Create testcase from span.
Why it matters
- Grow testsets from real user prompts and outputs.
- Reproduce tricky scenarios when evaluating new models or prompts.
- Track quality over time with consistent, production-grounded inputs.
If you call it something else
- Traces → Testcases: Similar to “snapshotting” production examples into a labeled dataset.

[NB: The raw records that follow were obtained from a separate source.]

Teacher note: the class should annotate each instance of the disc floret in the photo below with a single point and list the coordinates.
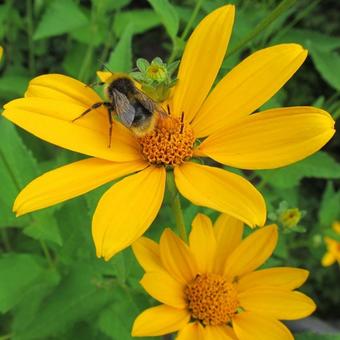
(170, 143)
(211, 299)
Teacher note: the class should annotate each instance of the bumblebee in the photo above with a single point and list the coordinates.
(134, 108)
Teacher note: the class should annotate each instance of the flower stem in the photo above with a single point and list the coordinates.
(191, 20)
(29, 18)
(176, 206)
(278, 10)
(5, 240)
(185, 32)
(46, 253)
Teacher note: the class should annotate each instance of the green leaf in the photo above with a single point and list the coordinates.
(18, 272)
(61, 16)
(110, 5)
(13, 85)
(328, 65)
(319, 165)
(310, 39)
(142, 21)
(330, 206)
(168, 15)
(313, 336)
(28, 308)
(44, 226)
(79, 297)
(121, 58)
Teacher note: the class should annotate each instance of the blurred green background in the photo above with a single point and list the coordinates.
(51, 284)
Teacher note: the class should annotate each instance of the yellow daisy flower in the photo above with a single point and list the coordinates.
(210, 289)
(332, 254)
(234, 137)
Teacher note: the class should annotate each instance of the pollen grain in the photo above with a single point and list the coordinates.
(211, 299)
(170, 143)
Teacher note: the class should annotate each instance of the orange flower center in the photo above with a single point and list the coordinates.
(211, 299)
(170, 143)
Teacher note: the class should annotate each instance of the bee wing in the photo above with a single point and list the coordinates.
(123, 108)
(149, 103)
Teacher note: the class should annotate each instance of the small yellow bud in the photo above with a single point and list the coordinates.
(290, 217)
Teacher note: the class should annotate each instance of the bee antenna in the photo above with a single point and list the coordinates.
(182, 122)
(105, 67)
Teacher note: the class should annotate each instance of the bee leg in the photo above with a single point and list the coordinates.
(93, 107)
(109, 111)
(96, 83)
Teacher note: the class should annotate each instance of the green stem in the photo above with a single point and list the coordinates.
(185, 32)
(46, 253)
(300, 15)
(191, 20)
(281, 8)
(29, 18)
(5, 240)
(176, 206)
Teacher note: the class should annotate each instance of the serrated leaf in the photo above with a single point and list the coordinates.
(61, 16)
(109, 5)
(142, 21)
(121, 57)
(310, 39)
(328, 65)
(168, 15)
(78, 297)
(18, 272)
(330, 206)
(313, 336)
(319, 165)
(29, 306)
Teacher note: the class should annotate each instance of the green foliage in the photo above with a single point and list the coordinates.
(52, 286)
(60, 16)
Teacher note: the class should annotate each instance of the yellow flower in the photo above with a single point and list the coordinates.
(333, 248)
(290, 217)
(210, 289)
(234, 137)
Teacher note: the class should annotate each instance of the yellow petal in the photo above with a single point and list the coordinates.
(59, 86)
(277, 303)
(250, 326)
(281, 277)
(228, 231)
(161, 286)
(218, 332)
(201, 61)
(252, 252)
(51, 120)
(70, 181)
(221, 190)
(147, 254)
(328, 259)
(192, 331)
(203, 243)
(160, 320)
(247, 86)
(126, 210)
(271, 138)
(177, 257)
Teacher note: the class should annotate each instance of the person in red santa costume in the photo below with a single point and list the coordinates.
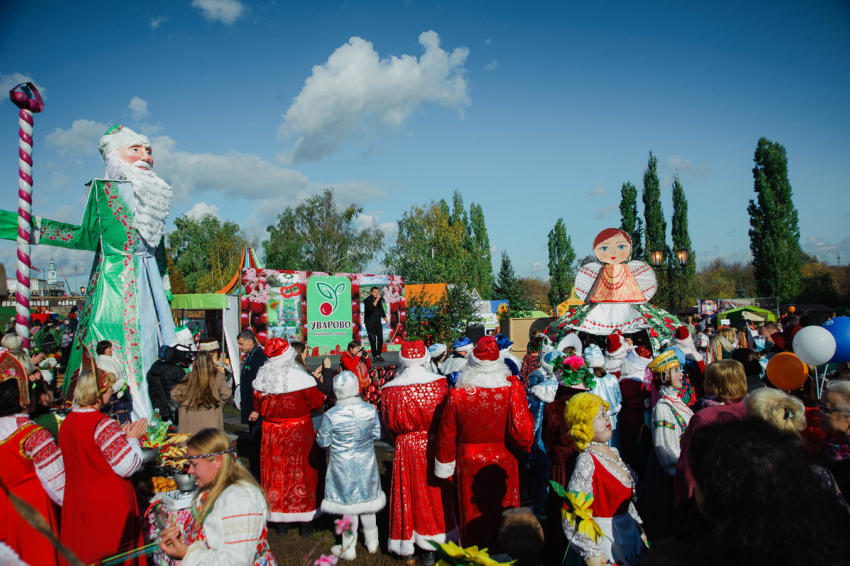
(421, 506)
(694, 360)
(615, 352)
(32, 469)
(292, 462)
(636, 398)
(485, 424)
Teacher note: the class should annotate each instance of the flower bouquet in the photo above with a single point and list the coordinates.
(574, 372)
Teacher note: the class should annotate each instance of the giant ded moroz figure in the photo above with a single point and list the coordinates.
(128, 290)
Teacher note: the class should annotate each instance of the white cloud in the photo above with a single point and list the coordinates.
(81, 138)
(598, 191)
(158, 21)
(138, 109)
(238, 175)
(224, 11)
(607, 209)
(8, 82)
(201, 209)
(355, 93)
(827, 251)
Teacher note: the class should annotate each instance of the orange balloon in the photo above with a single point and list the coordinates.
(786, 371)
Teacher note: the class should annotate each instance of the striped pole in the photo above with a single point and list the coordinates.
(26, 97)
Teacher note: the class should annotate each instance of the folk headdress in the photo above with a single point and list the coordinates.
(10, 368)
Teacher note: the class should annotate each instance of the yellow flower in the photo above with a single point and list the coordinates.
(580, 515)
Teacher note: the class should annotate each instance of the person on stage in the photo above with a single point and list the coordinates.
(373, 314)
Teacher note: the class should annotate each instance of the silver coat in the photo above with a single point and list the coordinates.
(352, 485)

Scorecard streamlines it in the trace UI and auto-maps prompt/completion fields.
- Where testcases live: Saved into Testsets so you can re-run evaluations and compare Runs & Results over time.
- What’s extracted: Prompt and completion are pulled from common keys (
openinference.*
,ai.prompt
/ai.response
,gen_ai.*
).


Create testcase modal.
How it works
- Open any trace and drill down to the span that contains the LLM call.

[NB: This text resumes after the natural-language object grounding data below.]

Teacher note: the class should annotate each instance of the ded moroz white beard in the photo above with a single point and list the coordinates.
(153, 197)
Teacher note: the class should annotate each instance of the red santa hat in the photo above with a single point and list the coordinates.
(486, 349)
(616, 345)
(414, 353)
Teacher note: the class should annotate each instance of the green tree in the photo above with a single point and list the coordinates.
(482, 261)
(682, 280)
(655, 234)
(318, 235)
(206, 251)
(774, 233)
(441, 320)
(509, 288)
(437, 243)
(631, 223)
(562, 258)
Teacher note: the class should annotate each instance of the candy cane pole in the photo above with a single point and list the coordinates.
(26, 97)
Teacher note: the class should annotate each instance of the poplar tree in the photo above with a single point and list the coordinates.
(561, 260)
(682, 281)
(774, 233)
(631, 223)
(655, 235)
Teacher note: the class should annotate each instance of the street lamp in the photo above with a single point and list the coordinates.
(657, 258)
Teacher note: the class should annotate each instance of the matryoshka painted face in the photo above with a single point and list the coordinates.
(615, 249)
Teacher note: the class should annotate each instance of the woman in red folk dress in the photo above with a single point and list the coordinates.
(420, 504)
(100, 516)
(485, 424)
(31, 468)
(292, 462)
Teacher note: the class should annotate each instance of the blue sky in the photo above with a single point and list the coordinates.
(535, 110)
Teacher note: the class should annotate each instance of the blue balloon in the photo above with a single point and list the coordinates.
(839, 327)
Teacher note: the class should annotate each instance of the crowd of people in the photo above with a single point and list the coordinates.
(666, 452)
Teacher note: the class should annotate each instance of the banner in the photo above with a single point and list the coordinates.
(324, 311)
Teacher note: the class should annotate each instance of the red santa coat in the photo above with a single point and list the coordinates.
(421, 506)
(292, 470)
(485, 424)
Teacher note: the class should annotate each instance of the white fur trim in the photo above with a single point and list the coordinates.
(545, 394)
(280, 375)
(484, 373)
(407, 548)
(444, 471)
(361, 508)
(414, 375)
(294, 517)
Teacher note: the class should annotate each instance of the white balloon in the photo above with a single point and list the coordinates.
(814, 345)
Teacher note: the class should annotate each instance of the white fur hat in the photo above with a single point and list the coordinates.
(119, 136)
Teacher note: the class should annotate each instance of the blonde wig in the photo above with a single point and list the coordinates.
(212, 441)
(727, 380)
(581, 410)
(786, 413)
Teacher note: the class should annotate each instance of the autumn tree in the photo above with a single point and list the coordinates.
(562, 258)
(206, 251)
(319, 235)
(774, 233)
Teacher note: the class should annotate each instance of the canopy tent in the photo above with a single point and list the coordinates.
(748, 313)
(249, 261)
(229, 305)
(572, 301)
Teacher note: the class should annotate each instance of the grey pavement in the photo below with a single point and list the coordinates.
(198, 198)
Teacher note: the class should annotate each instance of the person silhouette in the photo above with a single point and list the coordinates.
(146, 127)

- Click Create Testcase (document icon).
- Pick a Testset or create a new one.
- Scorecard auto-extracts the prompt and completion from span attributes (
openinference.*
,ai.prompt
/ai.response
,gen_ai.*
). Adjust fields before saving. - The testcase appears immediately in the selected testset.


Select Testset dialog.


Create testcase result .
Use cases
- create gold-standard datasets from production data
- run offline evaluations on real cases, and validate changes before deployment.
Automating this flow? Use the
/testcases
API to create testcases programmatically from traces.